I cried. Barbara cried. We held little George (and she had become smaller in her illness), wrapped in a towel. The vets had given her a sedative, and she looked as peaceful as we had seen her in months. The vet gave her the final injection, and she was gone.
It is amazing how attached one gets to ones’ animals. George had a pretty comfortable life, until the end. And I’ve got one final story to tell.
George was a self-centered cat, with this odd streak of oblivious behavior. We live in an older wood-frame house, and we get mice from time to time. Gracie is the mouser in the house. The poor rodents never stand a chance. Gracie had gotten the mouse out from behind the piano, and the rodent fled in terror, directly across George’s front paws. George did not even look down at the mouse crossing her path. She was interested in more important things, like dinner.

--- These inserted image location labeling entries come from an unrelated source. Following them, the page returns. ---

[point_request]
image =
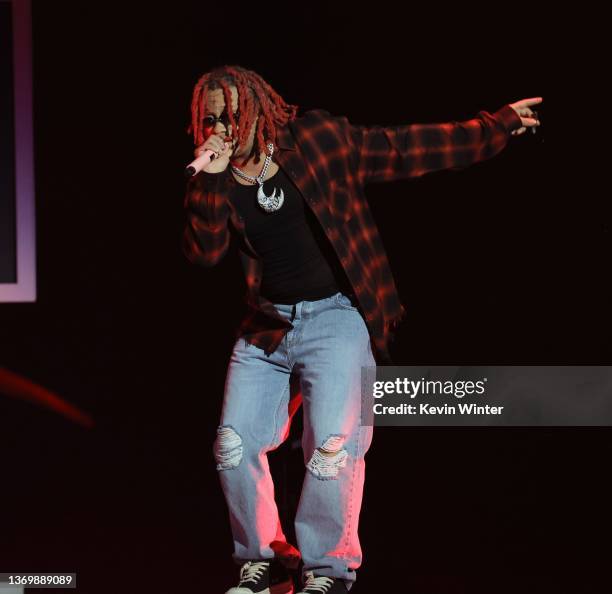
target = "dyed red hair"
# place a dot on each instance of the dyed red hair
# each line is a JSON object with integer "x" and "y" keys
{"x": 255, "y": 98}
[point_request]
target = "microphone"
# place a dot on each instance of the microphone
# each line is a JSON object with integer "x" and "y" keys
{"x": 204, "y": 159}
{"x": 198, "y": 164}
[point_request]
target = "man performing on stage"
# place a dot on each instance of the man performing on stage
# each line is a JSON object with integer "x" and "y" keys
{"x": 321, "y": 300}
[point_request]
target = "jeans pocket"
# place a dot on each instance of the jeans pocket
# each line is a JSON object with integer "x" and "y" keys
{"x": 345, "y": 302}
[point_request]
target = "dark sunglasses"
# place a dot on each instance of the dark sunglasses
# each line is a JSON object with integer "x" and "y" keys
{"x": 210, "y": 121}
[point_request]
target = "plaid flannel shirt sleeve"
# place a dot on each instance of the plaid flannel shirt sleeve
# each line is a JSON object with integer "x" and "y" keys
{"x": 206, "y": 236}
{"x": 399, "y": 152}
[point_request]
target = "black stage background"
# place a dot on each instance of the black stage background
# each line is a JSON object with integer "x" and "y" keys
{"x": 503, "y": 263}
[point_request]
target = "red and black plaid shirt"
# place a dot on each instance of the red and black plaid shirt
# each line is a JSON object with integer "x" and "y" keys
{"x": 330, "y": 161}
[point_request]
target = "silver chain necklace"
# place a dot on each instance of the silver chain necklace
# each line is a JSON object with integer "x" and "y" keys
{"x": 268, "y": 203}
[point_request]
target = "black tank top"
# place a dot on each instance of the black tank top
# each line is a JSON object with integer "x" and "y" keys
{"x": 299, "y": 262}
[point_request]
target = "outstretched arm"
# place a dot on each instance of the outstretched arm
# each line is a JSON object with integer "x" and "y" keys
{"x": 399, "y": 152}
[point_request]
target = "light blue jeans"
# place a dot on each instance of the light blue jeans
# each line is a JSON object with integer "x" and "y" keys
{"x": 326, "y": 349}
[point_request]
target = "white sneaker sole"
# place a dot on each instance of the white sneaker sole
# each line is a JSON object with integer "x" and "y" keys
{"x": 284, "y": 588}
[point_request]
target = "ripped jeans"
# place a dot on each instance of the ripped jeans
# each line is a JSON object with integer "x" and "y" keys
{"x": 325, "y": 349}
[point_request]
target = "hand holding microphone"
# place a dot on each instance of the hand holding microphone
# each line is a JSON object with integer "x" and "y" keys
{"x": 212, "y": 156}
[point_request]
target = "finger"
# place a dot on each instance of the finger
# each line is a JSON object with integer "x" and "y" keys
{"x": 532, "y": 101}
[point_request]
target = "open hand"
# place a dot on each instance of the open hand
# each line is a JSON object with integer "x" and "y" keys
{"x": 528, "y": 117}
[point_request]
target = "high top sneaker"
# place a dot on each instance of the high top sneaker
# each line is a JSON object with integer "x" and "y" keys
{"x": 321, "y": 584}
{"x": 263, "y": 577}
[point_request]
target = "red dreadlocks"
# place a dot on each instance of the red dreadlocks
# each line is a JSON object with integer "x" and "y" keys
{"x": 255, "y": 98}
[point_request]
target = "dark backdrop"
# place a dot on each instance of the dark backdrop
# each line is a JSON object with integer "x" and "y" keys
{"x": 502, "y": 263}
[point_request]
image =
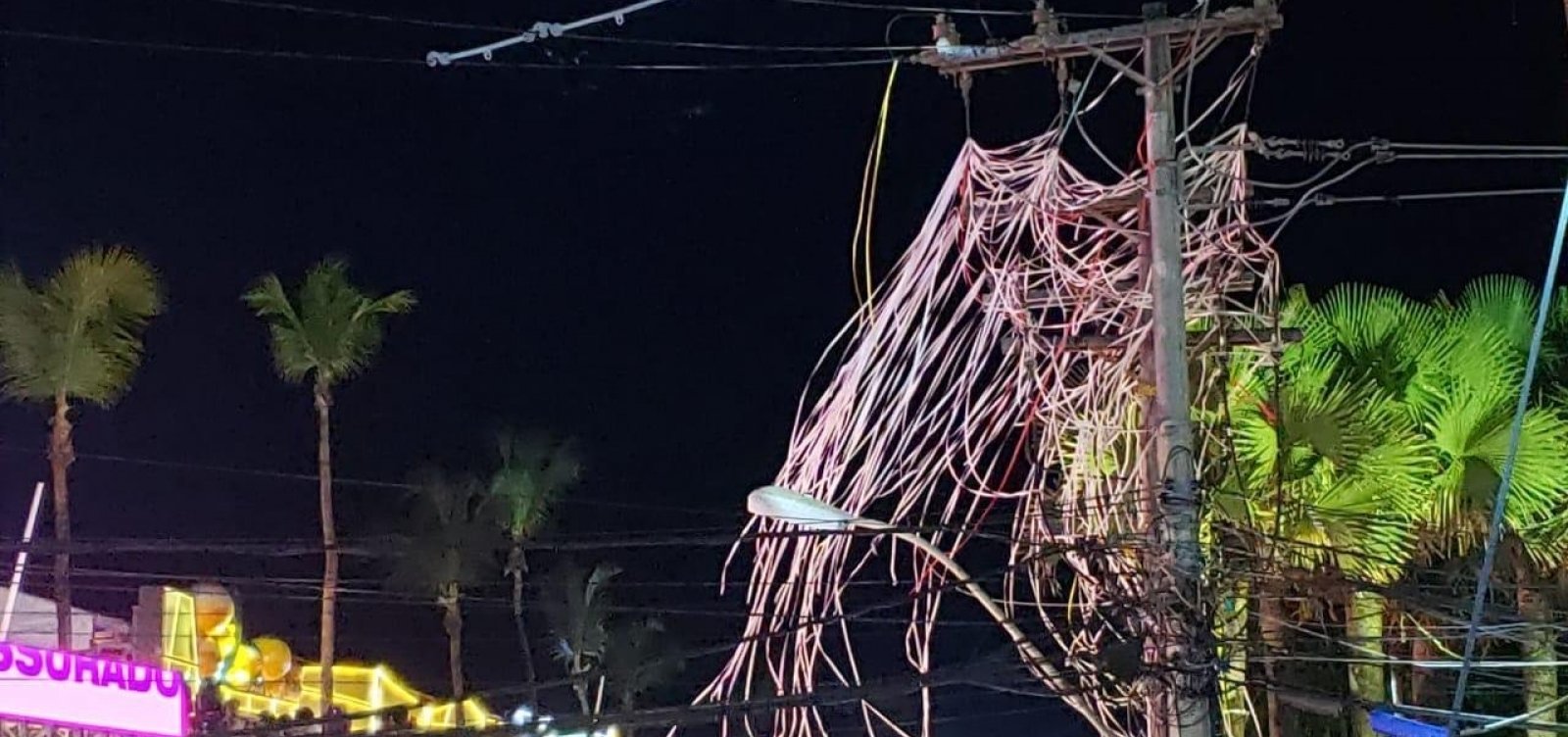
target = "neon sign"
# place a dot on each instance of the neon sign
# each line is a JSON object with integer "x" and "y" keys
{"x": 91, "y": 694}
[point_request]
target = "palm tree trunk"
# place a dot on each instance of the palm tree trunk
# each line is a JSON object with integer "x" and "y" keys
{"x": 323, "y": 462}
{"x": 517, "y": 566}
{"x": 1364, "y": 631}
{"x": 1235, "y": 706}
{"x": 1421, "y": 651}
{"x": 1539, "y": 645}
{"x": 580, "y": 686}
{"x": 454, "y": 621}
{"x": 60, "y": 457}
{"x": 1272, "y": 631}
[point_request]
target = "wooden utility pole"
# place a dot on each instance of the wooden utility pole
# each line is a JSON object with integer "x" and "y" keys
{"x": 1180, "y": 705}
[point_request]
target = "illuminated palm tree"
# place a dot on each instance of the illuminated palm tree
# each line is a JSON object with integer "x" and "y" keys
{"x": 577, "y": 606}
{"x": 533, "y": 474}
{"x": 1329, "y": 477}
{"x": 1455, "y": 370}
{"x": 452, "y": 543}
{"x": 74, "y": 337}
{"x": 326, "y": 333}
{"x": 1466, "y": 402}
{"x": 639, "y": 658}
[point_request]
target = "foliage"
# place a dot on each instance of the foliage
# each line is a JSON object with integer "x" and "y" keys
{"x": 329, "y": 329}
{"x": 78, "y": 333}
{"x": 639, "y": 658}
{"x": 451, "y": 532}
{"x": 1329, "y": 470}
{"x": 576, "y": 604}
{"x": 533, "y": 472}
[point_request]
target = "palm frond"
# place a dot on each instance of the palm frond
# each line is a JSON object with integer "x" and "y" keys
{"x": 329, "y": 329}
{"x": 78, "y": 333}
{"x": 449, "y": 535}
{"x": 535, "y": 470}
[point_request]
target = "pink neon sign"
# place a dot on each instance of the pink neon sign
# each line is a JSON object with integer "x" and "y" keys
{"x": 91, "y": 694}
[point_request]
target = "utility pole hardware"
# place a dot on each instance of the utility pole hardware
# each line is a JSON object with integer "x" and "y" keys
{"x": 1178, "y": 643}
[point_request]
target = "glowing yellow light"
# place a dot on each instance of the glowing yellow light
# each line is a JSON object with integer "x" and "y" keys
{"x": 358, "y": 687}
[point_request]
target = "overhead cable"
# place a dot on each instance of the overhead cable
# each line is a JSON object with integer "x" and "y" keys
{"x": 956, "y": 12}
{"x": 310, "y": 10}
{"x": 290, "y": 55}
{"x": 540, "y": 30}
{"x": 1499, "y": 504}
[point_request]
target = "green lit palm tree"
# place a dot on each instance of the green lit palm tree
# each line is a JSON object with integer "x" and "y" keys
{"x": 577, "y": 606}
{"x": 323, "y": 334}
{"x": 1466, "y": 402}
{"x": 639, "y": 658}
{"x": 74, "y": 337}
{"x": 1455, "y": 368}
{"x": 1329, "y": 477}
{"x": 533, "y": 474}
{"x": 452, "y": 545}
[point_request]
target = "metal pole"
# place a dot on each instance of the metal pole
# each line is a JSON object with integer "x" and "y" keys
{"x": 1189, "y": 708}
{"x": 21, "y": 562}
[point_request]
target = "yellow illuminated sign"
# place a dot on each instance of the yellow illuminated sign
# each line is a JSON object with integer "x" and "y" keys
{"x": 357, "y": 689}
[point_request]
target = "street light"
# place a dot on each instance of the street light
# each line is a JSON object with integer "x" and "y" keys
{"x": 809, "y": 514}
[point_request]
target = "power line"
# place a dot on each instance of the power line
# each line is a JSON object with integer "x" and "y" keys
{"x": 954, "y": 12}
{"x": 290, "y": 55}
{"x": 576, "y": 36}
{"x": 540, "y": 30}
{"x": 284, "y": 475}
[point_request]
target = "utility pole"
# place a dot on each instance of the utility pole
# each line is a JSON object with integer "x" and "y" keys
{"x": 1176, "y": 616}
{"x": 1181, "y": 705}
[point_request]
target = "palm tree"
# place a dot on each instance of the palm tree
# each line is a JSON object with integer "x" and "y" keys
{"x": 1455, "y": 368}
{"x": 639, "y": 658}
{"x": 323, "y": 334}
{"x": 577, "y": 606}
{"x": 1466, "y": 400}
{"x": 452, "y": 543}
{"x": 75, "y": 336}
{"x": 1327, "y": 477}
{"x": 533, "y": 474}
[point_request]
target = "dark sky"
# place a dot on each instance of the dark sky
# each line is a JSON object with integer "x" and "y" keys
{"x": 648, "y": 261}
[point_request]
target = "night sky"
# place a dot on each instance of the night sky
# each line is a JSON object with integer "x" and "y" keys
{"x": 647, "y": 261}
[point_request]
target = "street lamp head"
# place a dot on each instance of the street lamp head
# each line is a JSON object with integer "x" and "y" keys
{"x": 788, "y": 506}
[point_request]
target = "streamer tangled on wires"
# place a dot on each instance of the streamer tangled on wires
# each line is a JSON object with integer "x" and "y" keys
{"x": 995, "y": 381}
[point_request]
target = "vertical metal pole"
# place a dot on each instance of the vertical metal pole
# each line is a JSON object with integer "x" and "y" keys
{"x": 21, "y": 562}
{"x": 1173, "y": 447}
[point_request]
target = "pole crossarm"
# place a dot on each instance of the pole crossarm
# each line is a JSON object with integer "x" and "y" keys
{"x": 1102, "y": 41}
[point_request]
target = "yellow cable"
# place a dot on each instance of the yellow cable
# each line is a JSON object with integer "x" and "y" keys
{"x": 862, "y": 219}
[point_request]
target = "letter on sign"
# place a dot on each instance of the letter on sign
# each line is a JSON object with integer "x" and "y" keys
{"x": 94, "y": 694}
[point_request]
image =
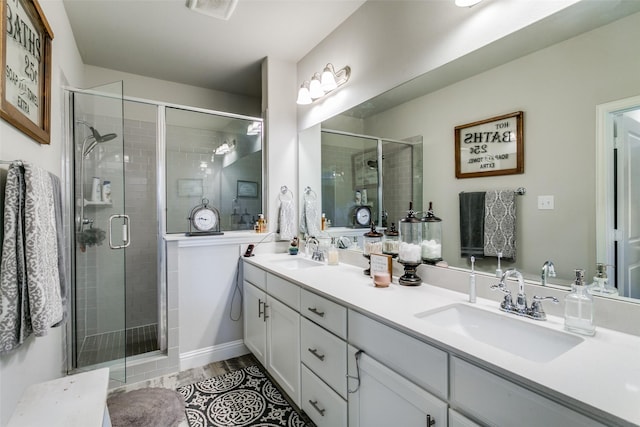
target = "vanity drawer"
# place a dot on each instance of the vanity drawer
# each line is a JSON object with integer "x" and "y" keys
{"x": 325, "y": 313}
{"x": 254, "y": 275}
{"x": 458, "y": 420}
{"x": 323, "y": 405}
{"x": 476, "y": 392}
{"x": 415, "y": 360}
{"x": 325, "y": 354}
{"x": 284, "y": 290}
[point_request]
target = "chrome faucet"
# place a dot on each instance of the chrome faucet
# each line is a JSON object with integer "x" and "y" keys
{"x": 548, "y": 270}
{"x": 520, "y": 307}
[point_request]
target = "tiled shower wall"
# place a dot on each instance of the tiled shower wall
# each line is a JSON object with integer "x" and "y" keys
{"x": 193, "y": 173}
{"x": 399, "y": 166}
{"x": 101, "y": 272}
{"x": 141, "y": 205}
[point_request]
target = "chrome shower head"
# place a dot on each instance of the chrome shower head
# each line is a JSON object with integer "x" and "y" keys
{"x": 95, "y": 139}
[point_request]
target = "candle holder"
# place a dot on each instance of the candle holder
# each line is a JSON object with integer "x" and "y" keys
{"x": 367, "y": 271}
{"x": 409, "y": 249}
{"x": 432, "y": 237}
{"x": 410, "y": 278}
{"x": 372, "y": 244}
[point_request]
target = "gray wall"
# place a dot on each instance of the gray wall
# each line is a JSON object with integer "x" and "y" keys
{"x": 558, "y": 89}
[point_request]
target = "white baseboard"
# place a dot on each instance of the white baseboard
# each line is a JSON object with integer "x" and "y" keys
{"x": 204, "y": 356}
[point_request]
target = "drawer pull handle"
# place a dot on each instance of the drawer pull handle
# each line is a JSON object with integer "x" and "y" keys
{"x": 260, "y": 308}
{"x": 315, "y": 311}
{"x": 430, "y": 421}
{"x": 314, "y": 403}
{"x": 315, "y": 353}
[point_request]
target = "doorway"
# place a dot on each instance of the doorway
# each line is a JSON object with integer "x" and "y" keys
{"x": 618, "y": 194}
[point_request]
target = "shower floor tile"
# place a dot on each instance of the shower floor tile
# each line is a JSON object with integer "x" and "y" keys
{"x": 110, "y": 346}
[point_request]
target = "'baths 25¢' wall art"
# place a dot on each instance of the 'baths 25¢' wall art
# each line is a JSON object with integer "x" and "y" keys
{"x": 490, "y": 147}
{"x": 25, "y": 80}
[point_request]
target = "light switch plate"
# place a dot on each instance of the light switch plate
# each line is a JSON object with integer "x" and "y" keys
{"x": 545, "y": 202}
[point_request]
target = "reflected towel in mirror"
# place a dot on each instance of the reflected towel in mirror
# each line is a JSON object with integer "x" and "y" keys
{"x": 472, "y": 224}
{"x": 500, "y": 224}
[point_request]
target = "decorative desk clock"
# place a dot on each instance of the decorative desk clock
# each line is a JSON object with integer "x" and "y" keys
{"x": 204, "y": 220}
{"x": 362, "y": 216}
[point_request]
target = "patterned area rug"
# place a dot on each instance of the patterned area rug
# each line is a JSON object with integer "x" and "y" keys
{"x": 240, "y": 398}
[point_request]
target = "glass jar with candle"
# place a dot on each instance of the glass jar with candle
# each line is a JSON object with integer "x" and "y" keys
{"x": 372, "y": 245}
{"x": 409, "y": 254}
{"x": 391, "y": 241}
{"x": 431, "y": 237}
{"x": 372, "y": 241}
{"x": 409, "y": 250}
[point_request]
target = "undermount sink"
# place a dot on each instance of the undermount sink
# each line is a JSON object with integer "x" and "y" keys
{"x": 297, "y": 263}
{"x": 511, "y": 334}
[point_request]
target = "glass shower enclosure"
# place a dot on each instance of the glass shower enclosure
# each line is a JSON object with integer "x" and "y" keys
{"x": 114, "y": 250}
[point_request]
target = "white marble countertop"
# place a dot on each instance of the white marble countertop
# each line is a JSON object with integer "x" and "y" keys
{"x": 76, "y": 400}
{"x": 599, "y": 376}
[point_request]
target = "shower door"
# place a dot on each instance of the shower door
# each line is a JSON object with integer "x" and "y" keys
{"x": 101, "y": 230}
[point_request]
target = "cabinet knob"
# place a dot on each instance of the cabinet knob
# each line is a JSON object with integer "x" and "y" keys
{"x": 315, "y": 353}
{"x": 314, "y": 403}
{"x": 315, "y": 311}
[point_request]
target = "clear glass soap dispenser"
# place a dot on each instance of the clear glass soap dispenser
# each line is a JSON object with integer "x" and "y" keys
{"x": 578, "y": 308}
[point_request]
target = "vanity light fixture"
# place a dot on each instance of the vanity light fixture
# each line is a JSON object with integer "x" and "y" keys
{"x": 467, "y": 3}
{"x": 225, "y": 148}
{"x": 254, "y": 128}
{"x": 322, "y": 84}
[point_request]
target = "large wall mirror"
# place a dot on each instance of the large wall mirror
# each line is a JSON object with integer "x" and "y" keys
{"x": 559, "y": 89}
{"x": 216, "y": 157}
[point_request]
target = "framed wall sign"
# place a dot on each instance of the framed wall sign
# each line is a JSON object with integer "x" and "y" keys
{"x": 490, "y": 147}
{"x": 25, "y": 82}
{"x": 247, "y": 189}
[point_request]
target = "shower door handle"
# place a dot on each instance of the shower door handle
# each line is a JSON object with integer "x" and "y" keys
{"x": 126, "y": 236}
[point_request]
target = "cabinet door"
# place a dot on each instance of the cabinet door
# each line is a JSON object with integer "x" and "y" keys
{"x": 384, "y": 398}
{"x": 255, "y": 327}
{"x": 283, "y": 347}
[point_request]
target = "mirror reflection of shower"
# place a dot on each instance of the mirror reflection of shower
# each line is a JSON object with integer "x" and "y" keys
{"x": 89, "y": 143}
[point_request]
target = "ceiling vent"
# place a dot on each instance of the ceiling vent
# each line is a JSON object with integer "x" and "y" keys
{"x": 220, "y": 9}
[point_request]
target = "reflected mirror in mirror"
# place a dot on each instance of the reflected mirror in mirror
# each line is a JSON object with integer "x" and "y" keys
{"x": 365, "y": 178}
{"x": 217, "y": 157}
{"x": 559, "y": 132}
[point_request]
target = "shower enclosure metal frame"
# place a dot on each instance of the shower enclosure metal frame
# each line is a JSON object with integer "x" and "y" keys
{"x": 71, "y": 227}
{"x": 166, "y": 341}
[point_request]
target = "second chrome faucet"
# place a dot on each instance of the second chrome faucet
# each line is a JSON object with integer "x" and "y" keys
{"x": 520, "y": 307}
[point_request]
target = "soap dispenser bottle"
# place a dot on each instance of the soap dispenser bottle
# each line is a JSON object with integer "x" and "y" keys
{"x": 578, "y": 308}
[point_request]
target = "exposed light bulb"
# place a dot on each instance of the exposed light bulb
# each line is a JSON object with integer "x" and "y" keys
{"x": 304, "y": 98}
{"x": 315, "y": 88}
{"x": 467, "y": 3}
{"x": 328, "y": 80}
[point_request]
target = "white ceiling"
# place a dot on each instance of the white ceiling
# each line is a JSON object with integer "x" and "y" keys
{"x": 165, "y": 40}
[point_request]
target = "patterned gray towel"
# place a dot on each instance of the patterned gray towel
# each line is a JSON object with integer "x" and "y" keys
{"x": 500, "y": 223}
{"x": 30, "y": 294}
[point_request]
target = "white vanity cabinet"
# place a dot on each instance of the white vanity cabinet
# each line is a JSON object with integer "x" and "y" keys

So goodbye to Georgus Pussycatus. Having her as a part of our lives really was an adventure.
Ouch!
Just about a week ago. I got out of the passenger side of my car, standing much too quickly. I passed out, collapsing in the middle of an intersection on Massachusetts Avenue (the major artery that cuts through Boston and burbs north and south.) Not that I remember any of this. I woke up in an ambulance just before arriving at the hospital, where I spent the next two days taking numerous tests to check my physical stamina (primarily my heart.) My injuries were not major. I got a gash on the back of my head and I bruised my rib cage. Falling when I was unconscious limited the damage, methinks. I now need to get fitted with a portable heart monitor, which I get to wear for three weeks, and I’m forbidden to either drive or climb ladders (!) until we figure out what is going on.
Through the wonders of cellphones, my wife took a picture of my head gash, which I now get to share with all of you.
Anyway, if I take a bit longer to get back to folks, this may be why. I’ll post more as I figure things out.